È forte la frattura generazionale nei consumi mediatici
I giovani si muovono con agilità nel sistema della comunicazione digitale, sfruttando più di chiunque altro tutte le opportunità offerte. Secondo i dati Censis, tra gli under 30 la quota di utenti di internet supera il 90%, mentre è ferma al 42,5% tra gli over 65. Più dell’86% dei primi usa lo smartphone, ma lo fa solo il 35% dei secondi. Più del 70% dei giovani è iscritto a Facebook e usa YouTube, contro circa il 20% degli anziani. Più della metà dei giovani consulta i siti web di informazione, contro appena un quinto degli anziani. Quasi il 47% dei primi guarda la web tv, contro appena il 9,5% dei secondi. Oltre il 35% dei giovani ascolta la radio attraverso il telefono cellulare, mentre lo fa solo il 4% dei longevi. Su Twitter c’è un quarto dei giovani e un marginale 3% scarso degli over 65.
Positivo l’uso dei social network in politica per il 47% degli italiani
In merito al ruolo svolto dai social network nella comunicazione politica, secondo il Censis gli italiani si dividono tra fautori e detrattori in due parti quasi uguali. Il 16,8% ritiene che svolgono una funzione preziosa, perché così i politici possono parlare direttamente ai cittadini, senza filtri. Il 30,3% pensa che siano utili, perché in questo modo i cittadini possono dire la loro rivolgendosi direttamente ai politici. Invece, il 23,7% crede che siano inutili, perché le notizie importanti si trovano sui giornali e in tv, il resto è gossip. Infine, il 29,2% è convinto che siano dannosi, perché favoriscono il populismo attraverso le semplificazioni, gli slogan e gli insulti rivolti agli avversari. In sintesi, i giudizi positivi sulla disintermediazione digitale in politica sono espressi da una percentuale che sfiora la metà degli italiani: complessivamente, il 47,1%.
La fine dello star system
Nell’era biomediatica uno vale un divo. Uno degli effetti della disintermediazione digitale è la fine dello star system tradizionale.
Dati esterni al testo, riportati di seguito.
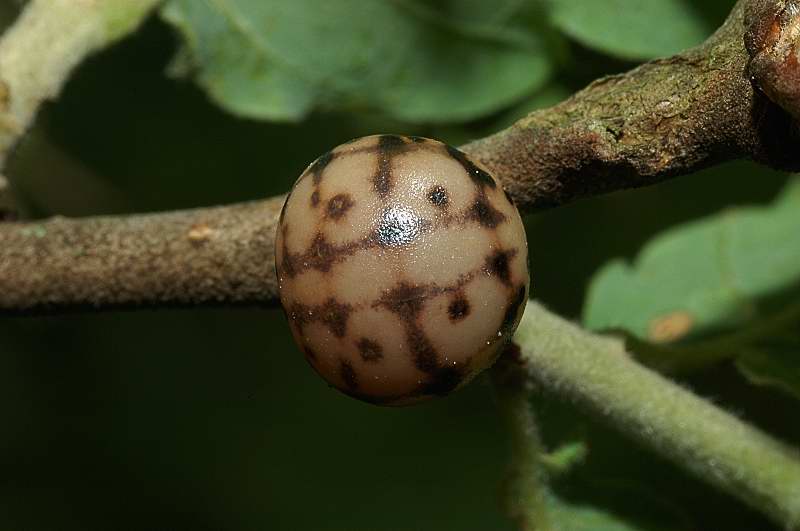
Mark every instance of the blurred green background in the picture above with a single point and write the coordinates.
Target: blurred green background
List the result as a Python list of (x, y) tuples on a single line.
[(211, 419)]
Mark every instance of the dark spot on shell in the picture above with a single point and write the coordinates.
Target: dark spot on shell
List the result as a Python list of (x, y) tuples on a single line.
[(497, 264), (458, 309), (338, 206), (485, 214), (438, 196), (348, 374), (508, 196), (399, 227), (478, 176), (319, 165), (425, 356), (369, 350), (335, 315), (287, 262), (388, 145), (512, 310), (405, 300), (321, 254), (299, 315), (283, 208), (443, 381)]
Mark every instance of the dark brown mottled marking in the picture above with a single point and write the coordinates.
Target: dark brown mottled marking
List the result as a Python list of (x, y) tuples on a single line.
[(287, 264), (283, 208), (388, 145), (405, 300), (319, 165), (485, 214), (321, 255), (425, 356), (338, 206), (497, 264), (369, 350), (438, 196), (335, 315), (443, 381), (458, 308), (298, 314), (480, 177), (348, 374), (512, 310)]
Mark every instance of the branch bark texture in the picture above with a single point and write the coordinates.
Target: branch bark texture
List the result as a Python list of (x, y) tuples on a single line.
[(665, 118), (203, 256), (597, 374)]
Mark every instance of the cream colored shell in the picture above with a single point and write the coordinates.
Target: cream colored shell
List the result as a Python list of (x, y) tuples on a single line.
[(402, 268)]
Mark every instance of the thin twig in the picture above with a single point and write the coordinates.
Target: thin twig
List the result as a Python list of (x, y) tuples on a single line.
[(526, 490), (44, 45), (715, 446)]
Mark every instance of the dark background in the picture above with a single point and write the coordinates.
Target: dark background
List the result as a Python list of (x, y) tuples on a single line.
[(211, 419)]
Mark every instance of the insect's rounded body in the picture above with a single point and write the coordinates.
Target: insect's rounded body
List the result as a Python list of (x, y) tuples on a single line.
[(402, 268)]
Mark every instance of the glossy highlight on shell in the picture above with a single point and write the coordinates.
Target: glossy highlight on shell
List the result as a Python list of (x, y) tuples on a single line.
[(402, 268)]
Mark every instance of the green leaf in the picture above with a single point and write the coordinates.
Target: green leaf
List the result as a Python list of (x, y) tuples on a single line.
[(588, 518), (413, 60), (632, 29), (704, 278), (775, 366)]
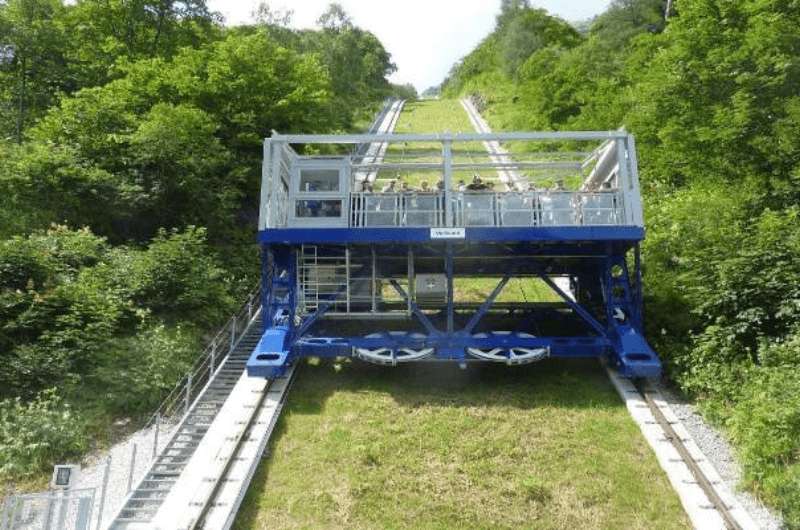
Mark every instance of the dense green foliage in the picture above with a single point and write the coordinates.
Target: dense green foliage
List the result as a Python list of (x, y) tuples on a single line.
[(130, 153), (35, 433), (712, 97)]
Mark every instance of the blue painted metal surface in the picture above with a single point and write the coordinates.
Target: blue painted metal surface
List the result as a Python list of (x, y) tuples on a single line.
[(419, 235), (611, 323)]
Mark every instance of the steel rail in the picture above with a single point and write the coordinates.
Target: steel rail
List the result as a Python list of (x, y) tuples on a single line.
[(440, 137), (705, 484)]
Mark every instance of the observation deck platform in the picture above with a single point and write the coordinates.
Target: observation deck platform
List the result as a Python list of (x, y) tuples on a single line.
[(386, 237)]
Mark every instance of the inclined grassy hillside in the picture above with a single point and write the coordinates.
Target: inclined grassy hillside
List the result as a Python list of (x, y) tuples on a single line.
[(432, 446), (130, 153), (711, 96)]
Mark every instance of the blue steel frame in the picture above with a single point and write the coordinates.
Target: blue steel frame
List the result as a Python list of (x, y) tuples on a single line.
[(617, 335)]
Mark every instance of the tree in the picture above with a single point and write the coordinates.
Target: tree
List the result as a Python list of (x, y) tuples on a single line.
[(32, 68), (335, 18), (530, 30), (270, 16), (509, 9)]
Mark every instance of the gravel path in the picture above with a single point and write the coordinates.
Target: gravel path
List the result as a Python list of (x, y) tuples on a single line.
[(120, 455), (720, 453)]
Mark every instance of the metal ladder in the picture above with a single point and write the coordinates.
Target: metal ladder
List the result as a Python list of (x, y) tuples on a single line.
[(322, 277), (144, 501)]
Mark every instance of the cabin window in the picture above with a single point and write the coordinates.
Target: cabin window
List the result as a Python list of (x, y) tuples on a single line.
[(319, 180), (318, 208)]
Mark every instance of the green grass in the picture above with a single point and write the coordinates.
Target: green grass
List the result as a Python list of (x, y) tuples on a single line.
[(432, 446), (434, 116)]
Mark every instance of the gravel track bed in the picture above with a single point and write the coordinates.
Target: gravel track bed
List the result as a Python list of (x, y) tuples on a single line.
[(93, 469), (717, 449)]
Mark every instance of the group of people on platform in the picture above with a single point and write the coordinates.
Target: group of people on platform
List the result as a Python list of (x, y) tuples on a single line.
[(477, 184)]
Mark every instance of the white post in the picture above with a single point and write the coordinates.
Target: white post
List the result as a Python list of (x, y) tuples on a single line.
[(155, 434), (103, 489), (213, 360), (263, 211), (233, 333), (132, 468), (447, 159), (188, 397), (374, 279)]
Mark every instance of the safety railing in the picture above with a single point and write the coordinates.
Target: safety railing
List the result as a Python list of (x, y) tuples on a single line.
[(183, 394), (492, 209)]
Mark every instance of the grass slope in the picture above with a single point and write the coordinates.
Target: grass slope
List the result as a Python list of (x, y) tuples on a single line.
[(432, 446)]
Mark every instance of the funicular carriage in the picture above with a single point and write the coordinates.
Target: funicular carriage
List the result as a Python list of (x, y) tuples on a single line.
[(350, 271)]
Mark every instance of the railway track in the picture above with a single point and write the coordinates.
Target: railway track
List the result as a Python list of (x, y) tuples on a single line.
[(200, 478), (706, 499)]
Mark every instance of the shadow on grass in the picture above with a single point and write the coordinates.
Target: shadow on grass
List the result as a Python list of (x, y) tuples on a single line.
[(559, 384)]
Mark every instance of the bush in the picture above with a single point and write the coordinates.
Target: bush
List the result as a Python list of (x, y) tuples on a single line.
[(178, 276), (139, 371), (765, 424), (37, 434)]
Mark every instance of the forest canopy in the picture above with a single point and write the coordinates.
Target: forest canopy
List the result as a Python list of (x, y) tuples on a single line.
[(130, 152), (709, 88)]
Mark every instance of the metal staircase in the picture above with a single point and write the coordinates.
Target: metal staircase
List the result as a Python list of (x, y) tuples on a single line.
[(146, 499)]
Con la conseguente rottura del meccanismo di identificazione e proiezione sociale che in passato veniva attivato dalla fascinazione esercitata dal pantheon delle celebrità: prima venerate e oggi smitizzate nel disincanto del mondo. Il divismo aveva impregnato gran parte della cultura di massa del ‘900, legato al medium per eccellenza di quella cultura: il cinema. Oggi la moltitudine dei soggetti, novelli Prometeo dell’era digitale, ha trascinato quel pantheon giù dall’Olimpo. Uno vale un divo: siamo tutti divi. O nessuno, in realtà, lo è più. La metà degli italiani (il 49,5%) è convinta che oggi chiunque possa diventare famoso (tra i giovani under 30 la percentuale sale al 56,1%). Un terzo (il 30,2%) ritiene che la popolarità sui social network sia fondamentale per essere una celebrità (la pensa così il 42,4% dei giovani). Mentre un quarto (il 24,6%) sostiene che semplicemente il divismo non esiste più. E comunque appena un italiano su 10 prende a modello i divi come miti a cui ispirarsi (il 9,9%).